Hadoop Graphing with Cacti

Categories: Data Ingestion Guest Hadoop

An important part of making sure Apache Hadoop works well for all users is developing and maintaining strong relationships with the folks who run Hadoop day in and day out. Edward Capriolo keeps About.com’s Hadoop cluster happy, and we frequently chew the fat with Ed on issues ranging from administrative best practices to monitoring. Ed’s been an invaluable resource as we beta test our distribution and chase down bugs before our official releases. Today’s article looks at some of Ed’s tricks for monitoring Hadoop with Cacti through JMX. -Christophe

You may have already read Philip’s Hadoop Metrics post, which provides a general overview of the Hadoop Metrics system. Here, we’ll examine Hadoop monitoring with Cacti through JMX.

What is Cacti?

Cacti is an RRD front end. You can learn more about it on the Cacti website.
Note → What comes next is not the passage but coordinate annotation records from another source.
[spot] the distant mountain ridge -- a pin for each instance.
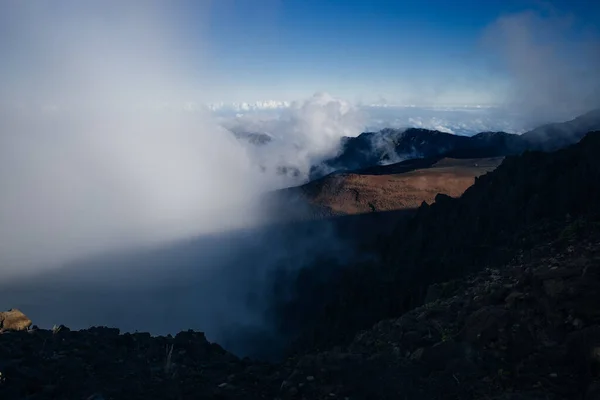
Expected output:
(394, 145)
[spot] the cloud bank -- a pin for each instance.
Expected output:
(552, 65)
(86, 161)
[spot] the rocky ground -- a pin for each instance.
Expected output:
(495, 295)
(528, 330)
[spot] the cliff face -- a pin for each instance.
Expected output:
(490, 296)
(529, 329)
(526, 200)
(392, 145)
Cacti differs from Ganglia in that Cacti polls using SNMP or shell scripts while applications push data at Ganglia. Both Ganglia and Cacti have feature overlaps, but for those with a large Cacti deployment, installing a secondary statistic system just for Hadoop may not be an option.

I have had great success over the years graphing everything from user CPU, NetApp disk reads to environmental sensors with Cacti. When I saw the information in Hadoop JMX, I started working on a set of Hadoop templates, hadoop-cacti-jtg. My goal was to provide visual representation for all pertinent Hadoop JMX information.

Administrators and developers can use these templates to better manage Hadoop and understand how it is working behind the scenes. Currently, the package has several predefined graphs covering the Hadoop NameNode and DataNode. Let’s walk through some of them.

Hadoop Capacity

Hadoop Capacity provides the same type of information you get from monitoring a standard disk. The top black line represents the maximum capacity. This is all the possible storage on all currently active DataNodes.

You also have the used and free capacity information stacked on top of each other. You can use these variables to trend your file system growth. In most cases your file system should be growing steadily, assuming you have batch processes running on a schedule. You may want to use a Cacti Threshhold alarm at 80%. If the alarm goes off, it’s good practice to clean up unused files, or you can take the lazy way and order more DataNodes :)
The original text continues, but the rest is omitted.